The physics of rolling resistance and road wear really aren't on your side re: doubling of car speeds.

There are trains with rubber wheels...anything that has to deal with grades. They are still tracked, but the advantages are a bit less. Trains support more density, I think you'll see automated cars and trains support each other.

Roads can (of course) be adjusted to deal with the wear.

When things change, things change. Highways today aren't rutted dirt wagon roads.

If we could feasibly build roads that better dealt with wear, we would do so, instead of spending hundreds of billions of dollars each year repaving them. Highways today aren't dirt wagon roads, but neither were the highways Romans were constructing two thousand years ago. Meat space technology advances slowly.

The "train of cars" proposal is just absurdly inefficient. Carting on or two individuals in one-ton steel cages on highly inefficient rubber tires, versus a train running on a steel track. All the inefficiencies in play go up dramatically with velocity: energy lost due to deformation of the tire, energy lost due to friction, wear on the road, etc.

You seem to be wedded to the idea that one thing will change and the rest of the system will remain the same, thereby making the original change impossible.

That's just not how things work.

Roads are made the way they are as balance of various tradeoffs. When one part of that equation changes, other parts will change as well to adjust to the new balance.

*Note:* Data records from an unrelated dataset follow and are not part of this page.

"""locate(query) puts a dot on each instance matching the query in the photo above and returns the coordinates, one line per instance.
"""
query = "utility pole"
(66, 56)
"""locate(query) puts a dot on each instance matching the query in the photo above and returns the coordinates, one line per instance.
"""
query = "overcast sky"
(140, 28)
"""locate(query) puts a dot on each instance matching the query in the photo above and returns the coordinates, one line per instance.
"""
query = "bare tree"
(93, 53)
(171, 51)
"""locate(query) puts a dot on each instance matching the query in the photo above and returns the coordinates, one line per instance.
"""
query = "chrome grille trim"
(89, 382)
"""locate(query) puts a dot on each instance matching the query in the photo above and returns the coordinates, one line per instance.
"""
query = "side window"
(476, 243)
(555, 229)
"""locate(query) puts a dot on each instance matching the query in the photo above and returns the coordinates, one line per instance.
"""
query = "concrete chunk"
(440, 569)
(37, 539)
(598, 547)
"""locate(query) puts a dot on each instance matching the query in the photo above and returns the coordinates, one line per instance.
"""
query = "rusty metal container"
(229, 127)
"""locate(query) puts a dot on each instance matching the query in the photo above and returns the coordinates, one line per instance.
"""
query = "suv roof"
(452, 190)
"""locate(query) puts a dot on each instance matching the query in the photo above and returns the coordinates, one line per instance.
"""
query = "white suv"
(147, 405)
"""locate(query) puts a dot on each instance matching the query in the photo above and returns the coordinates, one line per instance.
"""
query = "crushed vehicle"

For example, if all cars were fully automated, safety margins would allow roads to be notably narrower, requiring less construction and maintenance costs all around. In addition, increased throughput could have much the same effect- no need for so many lanes.

And of course cars themselves are the same way- a system of tradeoffs balanced to optimize for current constraints. Change one of the constraints and the system changes. Cars won't be "one-ton steel cages" if they don't need to be. And lighter cars will reduce road wear, as vehicle weight is a primary factor. Tires formulated for optimal performance at current speeds (and weights for that matter) will be reformulated.

Systems are complex, and changing one variable means the rest will adjust.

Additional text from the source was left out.